In fact, the Eurozone average was in the opposite direction. There was an increase in excess cumulative savings of around 0.3 percentage points, mainly driven by the cases of France, Austria, Germany and Spain.
In Portugal, except during the years of the pandemic, the savings rate has always been very low “in historical and international terms”, as noted by the Bank of Portugal, making this reality identified by the OECD even more worrying.
If these excess savings disappear, it means that many Portuguese families could face serious problems in the event of another serious crisis.
According to the OECD, the classic indicator of gross savings of individuals (households) in the pre-pandemic period (2015 to 2019) was about 6.9%, a value about half of the Eurozone average, which on 13 lag.7%.
In the coming years, the OECD expects a recovery of Portuguese savings to 9% of disposable income in the period 2024 and 2025, but this will remain well below European standards (16% on average in the eurozone).
As mentioned, there was a rush to save in Portugal due to rising interest rates. A lot of money was raised from the bank to reduce the bank’s loan (capital and interest).

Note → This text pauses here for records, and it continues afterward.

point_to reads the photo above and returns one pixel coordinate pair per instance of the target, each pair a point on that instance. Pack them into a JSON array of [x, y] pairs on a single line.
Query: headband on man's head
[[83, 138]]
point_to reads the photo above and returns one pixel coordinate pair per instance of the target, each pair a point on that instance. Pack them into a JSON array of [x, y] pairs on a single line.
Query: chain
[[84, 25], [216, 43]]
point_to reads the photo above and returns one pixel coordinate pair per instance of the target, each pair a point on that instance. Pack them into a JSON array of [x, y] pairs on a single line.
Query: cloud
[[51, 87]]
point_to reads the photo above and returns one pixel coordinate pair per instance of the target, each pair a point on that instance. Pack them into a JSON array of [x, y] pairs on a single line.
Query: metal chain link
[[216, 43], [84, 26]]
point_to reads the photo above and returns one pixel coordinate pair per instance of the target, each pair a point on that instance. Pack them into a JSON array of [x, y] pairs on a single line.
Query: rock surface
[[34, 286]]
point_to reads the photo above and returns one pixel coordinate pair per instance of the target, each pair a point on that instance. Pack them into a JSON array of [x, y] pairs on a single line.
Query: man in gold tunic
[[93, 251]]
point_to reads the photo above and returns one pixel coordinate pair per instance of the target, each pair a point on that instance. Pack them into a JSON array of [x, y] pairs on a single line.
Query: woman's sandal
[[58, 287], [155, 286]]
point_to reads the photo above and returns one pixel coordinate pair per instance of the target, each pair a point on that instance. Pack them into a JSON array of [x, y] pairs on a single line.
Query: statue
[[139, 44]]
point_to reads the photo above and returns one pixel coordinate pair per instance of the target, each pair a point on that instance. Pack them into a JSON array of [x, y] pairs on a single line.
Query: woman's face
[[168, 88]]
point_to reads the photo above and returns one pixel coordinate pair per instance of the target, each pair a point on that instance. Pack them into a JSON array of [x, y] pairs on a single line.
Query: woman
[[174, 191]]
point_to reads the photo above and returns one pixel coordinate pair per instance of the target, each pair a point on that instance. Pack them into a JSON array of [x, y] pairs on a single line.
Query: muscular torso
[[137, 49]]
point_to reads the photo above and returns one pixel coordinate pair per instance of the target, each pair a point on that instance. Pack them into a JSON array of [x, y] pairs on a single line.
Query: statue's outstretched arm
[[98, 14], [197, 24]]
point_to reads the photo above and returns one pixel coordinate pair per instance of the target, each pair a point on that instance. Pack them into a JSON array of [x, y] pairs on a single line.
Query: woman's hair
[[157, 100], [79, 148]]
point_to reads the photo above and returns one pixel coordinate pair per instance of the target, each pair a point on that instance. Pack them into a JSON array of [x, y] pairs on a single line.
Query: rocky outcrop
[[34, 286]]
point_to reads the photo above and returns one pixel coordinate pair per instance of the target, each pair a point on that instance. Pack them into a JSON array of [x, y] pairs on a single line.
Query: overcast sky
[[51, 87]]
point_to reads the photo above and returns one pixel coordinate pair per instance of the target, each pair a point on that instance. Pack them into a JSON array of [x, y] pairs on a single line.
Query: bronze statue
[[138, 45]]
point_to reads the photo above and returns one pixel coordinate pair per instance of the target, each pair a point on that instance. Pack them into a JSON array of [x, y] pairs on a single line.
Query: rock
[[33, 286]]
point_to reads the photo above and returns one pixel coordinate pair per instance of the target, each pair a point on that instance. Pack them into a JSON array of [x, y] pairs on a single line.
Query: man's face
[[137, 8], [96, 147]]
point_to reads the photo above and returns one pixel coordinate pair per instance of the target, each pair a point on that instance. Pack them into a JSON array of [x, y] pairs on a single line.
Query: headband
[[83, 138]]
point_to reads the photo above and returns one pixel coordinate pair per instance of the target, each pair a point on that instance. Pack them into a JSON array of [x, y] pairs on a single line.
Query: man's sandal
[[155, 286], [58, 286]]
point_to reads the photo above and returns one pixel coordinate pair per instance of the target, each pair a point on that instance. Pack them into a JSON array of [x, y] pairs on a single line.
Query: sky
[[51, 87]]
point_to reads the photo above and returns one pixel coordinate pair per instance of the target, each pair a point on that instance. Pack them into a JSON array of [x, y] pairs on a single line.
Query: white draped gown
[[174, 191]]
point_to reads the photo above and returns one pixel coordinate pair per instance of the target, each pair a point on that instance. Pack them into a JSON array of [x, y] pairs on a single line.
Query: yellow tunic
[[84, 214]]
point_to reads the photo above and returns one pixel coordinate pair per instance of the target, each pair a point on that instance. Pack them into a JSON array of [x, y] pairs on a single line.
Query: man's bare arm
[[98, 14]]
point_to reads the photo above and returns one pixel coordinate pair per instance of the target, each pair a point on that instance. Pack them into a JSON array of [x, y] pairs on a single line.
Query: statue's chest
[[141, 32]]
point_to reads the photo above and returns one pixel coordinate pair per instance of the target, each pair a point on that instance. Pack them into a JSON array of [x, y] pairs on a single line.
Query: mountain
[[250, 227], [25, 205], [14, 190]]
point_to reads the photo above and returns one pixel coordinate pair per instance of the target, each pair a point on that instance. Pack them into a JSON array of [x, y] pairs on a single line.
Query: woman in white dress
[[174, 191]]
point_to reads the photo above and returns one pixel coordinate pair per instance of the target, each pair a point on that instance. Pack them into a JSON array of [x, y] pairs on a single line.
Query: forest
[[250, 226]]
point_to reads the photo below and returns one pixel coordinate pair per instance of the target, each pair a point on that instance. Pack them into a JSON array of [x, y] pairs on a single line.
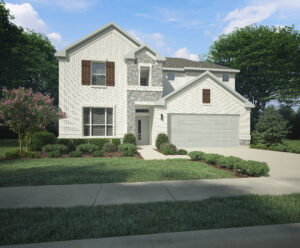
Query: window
[[144, 75], [98, 73], [97, 121], [171, 76], [205, 96], [225, 77]]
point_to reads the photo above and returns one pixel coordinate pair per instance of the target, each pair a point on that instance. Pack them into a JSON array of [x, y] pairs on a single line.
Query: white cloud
[[26, 16], [55, 37], [185, 53], [256, 12]]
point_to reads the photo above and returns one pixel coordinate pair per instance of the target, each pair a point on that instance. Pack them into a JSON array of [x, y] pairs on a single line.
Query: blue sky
[[174, 28]]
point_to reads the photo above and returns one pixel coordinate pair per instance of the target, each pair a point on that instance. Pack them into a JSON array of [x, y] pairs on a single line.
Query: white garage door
[[195, 130]]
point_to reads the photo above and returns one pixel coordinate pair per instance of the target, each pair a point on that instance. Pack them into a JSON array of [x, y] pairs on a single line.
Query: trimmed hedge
[[247, 167], [168, 149], [161, 139], [128, 150], [40, 139]]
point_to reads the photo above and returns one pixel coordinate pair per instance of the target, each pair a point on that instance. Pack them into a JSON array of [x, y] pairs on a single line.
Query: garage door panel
[[204, 130]]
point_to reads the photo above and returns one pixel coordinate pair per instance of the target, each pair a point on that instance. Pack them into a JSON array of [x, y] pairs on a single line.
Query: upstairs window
[[205, 96], [144, 75], [98, 121], [225, 78], [171, 76], [98, 73]]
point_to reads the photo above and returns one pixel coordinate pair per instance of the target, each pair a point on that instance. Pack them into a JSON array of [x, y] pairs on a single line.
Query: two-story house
[[111, 84]]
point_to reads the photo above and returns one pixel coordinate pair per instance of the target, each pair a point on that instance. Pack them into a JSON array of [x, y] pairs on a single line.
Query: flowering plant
[[24, 112]]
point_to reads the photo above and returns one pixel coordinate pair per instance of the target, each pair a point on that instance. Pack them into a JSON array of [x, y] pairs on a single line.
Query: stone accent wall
[[136, 95], [245, 142], [133, 69]]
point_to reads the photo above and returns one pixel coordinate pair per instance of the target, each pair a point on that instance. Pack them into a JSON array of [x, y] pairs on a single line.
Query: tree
[[25, 112], [27, 58], [269, 62], [270, 128]]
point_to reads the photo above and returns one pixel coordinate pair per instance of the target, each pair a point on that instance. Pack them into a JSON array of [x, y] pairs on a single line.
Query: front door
[[142, 130]]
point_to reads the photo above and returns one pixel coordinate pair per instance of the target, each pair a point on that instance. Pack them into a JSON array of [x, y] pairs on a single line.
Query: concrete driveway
[[283, 165]]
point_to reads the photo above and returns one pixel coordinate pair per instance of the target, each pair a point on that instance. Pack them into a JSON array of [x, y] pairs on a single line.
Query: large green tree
[[27, 58], [269, 62]]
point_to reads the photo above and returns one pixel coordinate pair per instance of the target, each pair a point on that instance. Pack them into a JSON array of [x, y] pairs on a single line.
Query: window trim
[[105, 124], [99, 62], [150, 73]]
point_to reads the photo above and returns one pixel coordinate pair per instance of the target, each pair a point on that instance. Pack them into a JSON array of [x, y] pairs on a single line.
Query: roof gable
[[63, 52], [162, 101]]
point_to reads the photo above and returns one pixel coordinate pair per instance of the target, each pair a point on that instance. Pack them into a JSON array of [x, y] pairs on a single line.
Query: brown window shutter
[[206, 96], [110, 73], [86, 72]]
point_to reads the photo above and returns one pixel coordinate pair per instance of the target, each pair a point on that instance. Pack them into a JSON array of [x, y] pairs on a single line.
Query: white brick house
[[111, 84]]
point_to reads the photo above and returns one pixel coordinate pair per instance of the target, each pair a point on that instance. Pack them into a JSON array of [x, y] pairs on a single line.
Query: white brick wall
[[112, 46]]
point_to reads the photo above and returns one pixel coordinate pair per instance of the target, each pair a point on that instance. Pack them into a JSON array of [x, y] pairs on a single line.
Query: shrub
[[87, 148], [128, 150], [196, 155], [161, 139], [109, 147], [116, 142], [181, 152], [168, 149], [12, 154], [31, 155], [54, 154], [98, 142], [129, 138], [62, 149], [40, 139], [75, 154], [98, 154]]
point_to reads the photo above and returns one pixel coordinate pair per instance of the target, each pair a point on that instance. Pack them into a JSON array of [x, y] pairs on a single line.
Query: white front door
[[142, 130]]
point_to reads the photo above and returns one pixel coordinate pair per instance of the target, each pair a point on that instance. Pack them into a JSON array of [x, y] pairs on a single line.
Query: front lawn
[[47, 171], [30, 225]]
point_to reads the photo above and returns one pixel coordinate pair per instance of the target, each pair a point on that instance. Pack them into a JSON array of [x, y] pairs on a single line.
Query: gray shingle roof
[[181, 63]]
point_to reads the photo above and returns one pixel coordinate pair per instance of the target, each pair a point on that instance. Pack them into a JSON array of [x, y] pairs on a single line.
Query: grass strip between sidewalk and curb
[[32, 225]]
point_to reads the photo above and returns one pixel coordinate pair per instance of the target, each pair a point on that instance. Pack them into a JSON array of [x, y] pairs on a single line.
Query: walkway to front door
[[142, 130]]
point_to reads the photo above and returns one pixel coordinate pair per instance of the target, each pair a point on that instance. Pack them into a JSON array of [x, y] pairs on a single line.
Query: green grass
[[7, 144], [30, 225], [47, 171]]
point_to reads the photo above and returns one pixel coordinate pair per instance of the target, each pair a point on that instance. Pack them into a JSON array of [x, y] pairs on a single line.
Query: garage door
[[193, 130]]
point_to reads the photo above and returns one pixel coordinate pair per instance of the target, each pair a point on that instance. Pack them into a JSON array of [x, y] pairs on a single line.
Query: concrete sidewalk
[[141, 192], [274, 236]]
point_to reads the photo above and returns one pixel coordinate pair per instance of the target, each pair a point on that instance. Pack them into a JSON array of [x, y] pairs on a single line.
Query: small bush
[[109, 147], [87, 148], [116, 142], [128, 150], [196, 155], [31, 155], [75, 154], [98, 154], [168, 149], [161, 139], [12, 154], [54, 154], [181, 152], [40, 139], [129, 138], [55, 147]]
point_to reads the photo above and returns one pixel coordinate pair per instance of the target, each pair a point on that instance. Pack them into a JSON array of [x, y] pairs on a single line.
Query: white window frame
[[97, 62], [150, 73], [105, 122]]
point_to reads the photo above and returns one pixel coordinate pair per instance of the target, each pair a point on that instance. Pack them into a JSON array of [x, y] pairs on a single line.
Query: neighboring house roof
[[131, 55], [63, 52], [248, 104], [181, 63]]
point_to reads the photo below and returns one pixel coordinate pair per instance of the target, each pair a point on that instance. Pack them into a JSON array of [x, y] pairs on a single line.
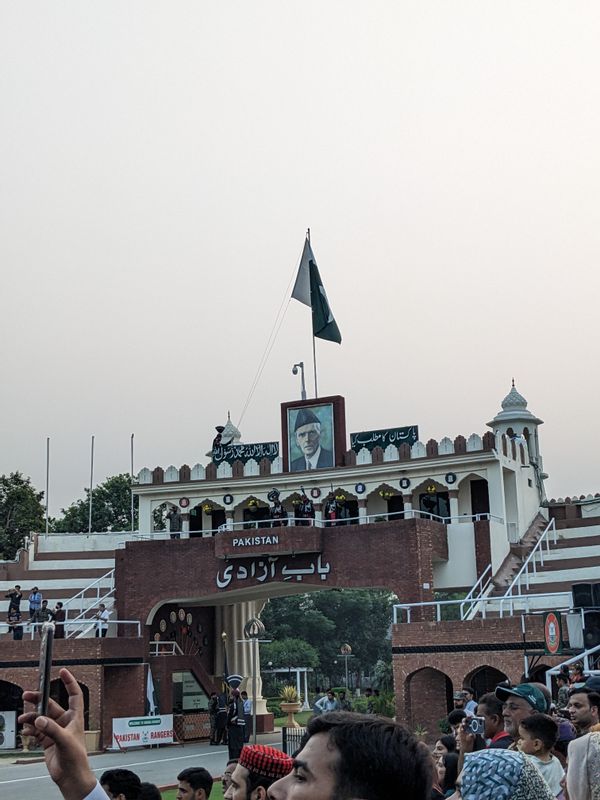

Cheap deposits, expensive loans, sinking savings
Banco de Portugal confirms this. “Given the rise in debt burdens and the significant difference in interest rates on deposits, many families with accumulated savings have partially or fully reduced their mortgage loans,” the central bank said in the Financial Stability Report, published a week ago.
“The savings rate remains historically and internationally low. The household ratio fell to 5.7% of disposable income in the year ending June 2023, a value lower than in 2019 (7.2%) and 2022 (6.5%), following the strong increase observed during the pandemic ( 11.9% in 2020 and 10.6% in 2021),” he adds.
“The acquisition of financial assets was reduced to 0.1% of disposable income (5% in the first half of 2022), with a reallocation of investments in deposits, which was reduced by 8.7% of disposable income, to subscriptions to savings certificates”.
But during the first half of 2023 there was also “divestments in shares and other participations with the exception of participations in investment funds (-2.8% of disposable income) and in insurance and pension funds (-4.4% of the disposable income)”, lists the BdP.
The OECD recalls that the reduction in excess savings built up since the start of the pandemic is an “important area of uncertainty” as it could even “leave room for positive surprises in growth”.
“The phenomenon of excessive savings mainly applies to advanced economies, where government measures to support household incomes in the first phase of the pandemic were substantial and where consumption opportunities were limited by mobility restrictions and the closure of parts of the economy, especially in the service sector. sectors,” describes the organization of the richest and largest countries in the world.
This caused savings overall to skyrocket, as we know. It will be two years since that time is over and people’s savings are gradually returning to the banks, but in the form of income, payment for credit granted, as is clearly the case in Portugal.